Beranda | Artikel
Kajian Ketika Itikaf
Selasa, 1 April 2014

I’tikaf merupakan ibadah yang agung, yang semaraknya semakin terlihat di bulan Ramadhan, khususnya di 10 hari terakhir bulan Ramadhan. Namun, ada sedikit permasalahan mengenai i’tikaf yang hakikatnya melenceng dari ruh i’tikaf itu sendiri.

Ibnu Utsaiminzmengatakan, “Orang yang i’tikaf itu berada di masjid untuk melakukan ketaatan kepada Allah bukan untuk menyendiri sehingga tidak berinteraksi dengan manusia, bukan pula supaya didatangi kawan-kawannya untuk ngobrol bareng namun dalam rangka agar bisa konsentrasi beribadah kepada Allah.
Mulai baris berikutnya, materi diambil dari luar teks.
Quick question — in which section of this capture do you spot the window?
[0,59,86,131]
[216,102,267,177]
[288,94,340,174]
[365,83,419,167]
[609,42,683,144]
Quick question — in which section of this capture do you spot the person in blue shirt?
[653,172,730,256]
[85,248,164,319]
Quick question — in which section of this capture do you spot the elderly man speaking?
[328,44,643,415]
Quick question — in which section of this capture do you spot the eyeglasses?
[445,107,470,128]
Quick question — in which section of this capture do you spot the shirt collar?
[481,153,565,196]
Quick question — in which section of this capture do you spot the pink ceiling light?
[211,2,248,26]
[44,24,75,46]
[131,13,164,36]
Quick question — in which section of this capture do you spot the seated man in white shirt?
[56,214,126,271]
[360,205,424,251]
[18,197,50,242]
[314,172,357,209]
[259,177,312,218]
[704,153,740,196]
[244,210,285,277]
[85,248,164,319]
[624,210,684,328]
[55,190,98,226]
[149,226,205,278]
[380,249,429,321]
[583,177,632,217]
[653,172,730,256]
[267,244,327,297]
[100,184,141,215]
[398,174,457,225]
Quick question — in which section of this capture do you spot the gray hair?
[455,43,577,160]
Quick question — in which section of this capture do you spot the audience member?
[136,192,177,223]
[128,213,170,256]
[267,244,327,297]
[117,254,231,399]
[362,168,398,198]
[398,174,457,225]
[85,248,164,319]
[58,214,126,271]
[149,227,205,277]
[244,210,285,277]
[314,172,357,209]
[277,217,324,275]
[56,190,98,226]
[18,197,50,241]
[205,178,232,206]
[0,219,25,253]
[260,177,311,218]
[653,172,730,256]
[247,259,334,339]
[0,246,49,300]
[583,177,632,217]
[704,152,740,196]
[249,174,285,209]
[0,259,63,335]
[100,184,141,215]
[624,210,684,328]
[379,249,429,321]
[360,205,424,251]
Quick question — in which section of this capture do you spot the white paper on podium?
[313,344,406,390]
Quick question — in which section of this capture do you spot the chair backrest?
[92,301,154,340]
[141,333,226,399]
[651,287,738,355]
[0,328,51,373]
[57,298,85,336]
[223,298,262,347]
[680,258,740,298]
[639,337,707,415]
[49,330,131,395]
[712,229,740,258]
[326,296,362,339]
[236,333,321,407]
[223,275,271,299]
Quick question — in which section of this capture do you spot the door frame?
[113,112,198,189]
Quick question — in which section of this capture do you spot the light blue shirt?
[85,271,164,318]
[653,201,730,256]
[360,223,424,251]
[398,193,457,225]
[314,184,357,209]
Dari penjelasan di atas kita ketahui bahwa orang yang i’tikaf di masjid untuk kumpul dengan teman-teman kemudian ngobrol dengan obrolan yang tidak ada faedahnya adalah seorang yang tidak mewujudkan ruh i’tikaf karena ruh i’tikaf adalah berada di masjid dalam rangka beribadah kepada Allah. Memang benar, dibolehkan bagi orang yang i’tikaf untuk didatangi istrinya lalu ngobrol di tempat i’tikaf asalkan tidak berlebihan karena hal semacam ini pernah terjadi pada diri Nabi.

Apakah tergolong bertolak belakang dengan ruh i’tikaf, manakala orang yang i’tikaf menyibukkan diri dengan kegiatan menuntut ilmu?

Tidaklah diragukan bahwa kegiatan menuntut ilmu itu termasuk ketaatan dan ibadah kepada Allah. Akan tetapi maksud dari i’tikaf adalah menyibukkan diri dengan ibadah individual semisal shalat, dzikir dan membaca Alquran.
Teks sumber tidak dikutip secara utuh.